A major research trend has centered on the emergence of stimuli-responsive NIOs, capable of releasing their cargo selectively in response to endogenous or exogenous cues. These smart systems enable controlled, site-specific delivery, thereby minimizing systemic exposure while maximizing therapeutic outcomes. Considerable progress has been achieved in the development of pH-, thermo-, radio-, and magnetically responsive formulations, as well as dual- and multi-stimuli-sensitive carriers. Nevertheless, additional exploration is warranted to expand these approaches toward other triggering mechanisms, such as redox-, enzyme-, light-, or ultrasound-induced release, for which current evidence remains limited.

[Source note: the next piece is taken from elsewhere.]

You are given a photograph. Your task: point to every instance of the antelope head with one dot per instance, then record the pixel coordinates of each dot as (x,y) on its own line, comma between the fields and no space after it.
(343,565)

Looking forward, NIOs hold significant promise as next-generation nanocarriers for both therapeutic and theranostic purposes. The integration of modular designs principles with multi-stimuli responsiveness may enable the creation of personalized, adaptive and highly precise nanosystems. Ultimately, NIOs should be regarded not merely as passive carriers, but as versatile, modular platforms for smart nanomedicine, capable of integrating therapeutic agents, diagnostic probes, and stimuli-sensitive functionalities, thus paving the way for future advances in personalized therapy and clinical translation.